Pursuant to a well-defined policy, Hospital offers
professional courtesy discounts to any physician who
receives medical services at the hospital. The discount in
the particular instance is $750.
This activity also eliminates a substantial expense that physicians
would otherwise incur, and it does not reflect joint efforts in the hospital-physician
enterprise. In fact, in this activity, the hospital and the physician are not operating
as partners in the delivery of health care, but rather as provider and patient. To
the extent this policy provides remuneration in excess of $300, there probably is not
an exception that clearly would protect it. In the Final Rule you specifically
solicited comments on the issue of professional courtesy discounts for a possible new
exception. You stated that the agency will address the matter further in Phase II of
the Final Rule. 21/ Because the issue of professional courtesy discounts is likely to
cause significant confusion among hospitals, we urge you to issue interim guidance
well in advance of release of the Phase II Final rule.
E.
Activities Involving Personal Relationships
These activities arise generally out of friendship or personal
relationships between hospital administrators and physicians.
1.
Hospital administrator, who has become friends with a
physician on the medical staff, socializes with physician
and picks up expenses out of own pocket.
The Stark Law applies only when a physician has a financial
relationship with an entity such as a hospital.

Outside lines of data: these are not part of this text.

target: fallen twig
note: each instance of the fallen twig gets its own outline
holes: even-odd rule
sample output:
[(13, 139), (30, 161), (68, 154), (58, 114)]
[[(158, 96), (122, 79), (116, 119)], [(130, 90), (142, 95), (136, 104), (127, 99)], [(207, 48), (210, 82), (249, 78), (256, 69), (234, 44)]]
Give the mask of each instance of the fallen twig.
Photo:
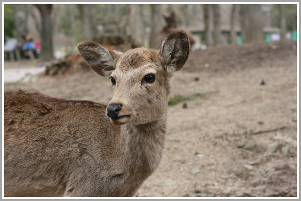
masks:
[(275, 128), (273, 129), (260, 130), (259, 131), (255, 132), (254, 133), (251, 132), (251, 133), (250, 133), (250, 134), (251, 135), (257, 135), (257, 134), (261, 134), (261, 133), (270, 133), (271, 132), (278, 131), (278, 130), (285, 129), (287, 127), (287, 126), (282, 126), (282, 127), (280, 127), (280, 128)]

Therefore, to the extent that this
activity is paid for personally by a hospital administrator, it should not trigger
Stark Law concerns. In order to qualify as a personal expense, the administrator
should not include this item as a business expense for tax purposes and should not
charge the hospital or otherwise receive reimbursement from the hospital to cover
this expense.
21/
66 Fed. Reg. at 922.
- 11 -
This memo was submitted by AHA to the Centers for Medicare & Medicaid Services as a request
for confirmation of the guidance contained herein and does not incorporate any views the agency
may have on the Stark Law issues raised here. Also, the memo does not analyze the issues raised
here under the Anti-Kickback Law or other federal laws.
2.
Referring physician who also is hospital CEO's spouse
attends certain hospital social events in capacity as CEO's
spouse.
This activity should fit within the exception for remuneration
unrelated to DHS, since the CEO's spouse attends these events in this capacity, not
as a medical staff physician. Thus, consistent with the requirements of that
exception, the remuneration does not involve DHS and does not reflect the volume
or value of the physician's referrals.
VI.
Conclusion
The activities discussed herein represent very common examples of
typical hospital-physician activities. The Stark Law implications of these types of
activities are of great concern to our members. As discussed above, we ask you to
confirm certain understandings: 1) that these activities constitute "compensation
arrangements" under the Stark Law, necessitating the use of a relevant exception if
the physicians are to refer Medicare or Medicaid patients for DHS, and 2) that our
analysis of the applicable exceptions (discussed in Sections II and III above) is
consistent with the views of CMS.
*
*
*
*
Thank you for your consideration of these issues.